In Citizens United, the court substantially narrowed the justification for imposing limits on political spending during campaign season.

The court eliminated the broader goal of creating a level playing field for all candidates, and instead said that government-imposed spending restrictions could only be justified to prevent actual quid pro quo corruption or the appearance of corruption.

That narrowing of the law opened doors for other potential legal challenges seeking to undermine the broader campaign-finance system. That’s where the McCutcheon case comes in.

The lead plaintiff, Shaun McCutcheon of Alabama, is challenging a part of the campaign-finance law that restricts the total amount he can contribute during a two-year election cycle to $117,000.

The law restricts the amount he can give to each candidate ($2,500), to national party political committees ($30,800), state party political committees ($10,000), and other political committees ($5,000).
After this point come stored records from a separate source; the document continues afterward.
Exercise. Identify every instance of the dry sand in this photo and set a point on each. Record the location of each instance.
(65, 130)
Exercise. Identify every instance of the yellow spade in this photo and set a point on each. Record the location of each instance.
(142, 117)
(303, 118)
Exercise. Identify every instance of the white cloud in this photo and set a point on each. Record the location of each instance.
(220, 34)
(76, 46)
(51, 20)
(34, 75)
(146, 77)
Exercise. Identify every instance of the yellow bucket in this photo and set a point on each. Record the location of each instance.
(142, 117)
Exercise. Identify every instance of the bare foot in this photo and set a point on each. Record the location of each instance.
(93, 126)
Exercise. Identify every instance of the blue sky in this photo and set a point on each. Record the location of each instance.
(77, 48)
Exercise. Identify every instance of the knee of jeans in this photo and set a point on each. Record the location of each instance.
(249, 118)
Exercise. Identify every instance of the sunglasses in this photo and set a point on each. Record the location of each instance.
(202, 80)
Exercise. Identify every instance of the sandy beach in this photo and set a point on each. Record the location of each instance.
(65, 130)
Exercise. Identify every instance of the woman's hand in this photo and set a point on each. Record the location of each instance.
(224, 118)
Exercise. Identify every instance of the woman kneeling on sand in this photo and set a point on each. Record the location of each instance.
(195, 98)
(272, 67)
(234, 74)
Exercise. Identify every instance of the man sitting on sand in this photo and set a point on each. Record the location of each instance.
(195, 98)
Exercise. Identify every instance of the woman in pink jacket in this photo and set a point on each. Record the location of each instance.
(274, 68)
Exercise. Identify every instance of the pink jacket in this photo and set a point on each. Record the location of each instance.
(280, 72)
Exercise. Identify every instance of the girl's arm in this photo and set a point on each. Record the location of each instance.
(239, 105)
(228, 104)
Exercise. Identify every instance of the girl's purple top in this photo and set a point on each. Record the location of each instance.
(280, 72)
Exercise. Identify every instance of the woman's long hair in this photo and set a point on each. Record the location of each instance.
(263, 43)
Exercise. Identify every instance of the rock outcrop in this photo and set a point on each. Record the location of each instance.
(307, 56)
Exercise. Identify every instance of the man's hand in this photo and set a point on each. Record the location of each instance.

But that is only one level of regulation. Congress enacted a second level of campaign finance restrictions by imposing an overall limit ($117,000) on how much money can be spent by a contributor in each of the four restricted areas.

It is that second level of regulation that is being challenged.

Mr. McCutcheon wants to know why, if he is restricted to contributing only a limited amount of money to each candidate and each political committee, he is also restricted in the total amount of money he can spend in support of political causes and candidates.

In addition to McCutcheon, the Republican National Committee is also a plaintiff in the case. The Republican Party argues that it would like to accept larger contributions from McCutcheon and others like him.  

If Congress’s justification for imposing the contribution limits was to prevent quid pro quo corruption or the appearance of corruption, then the individual contribution limits should satisfy that government interest, McCutcheon’s lawyers argue.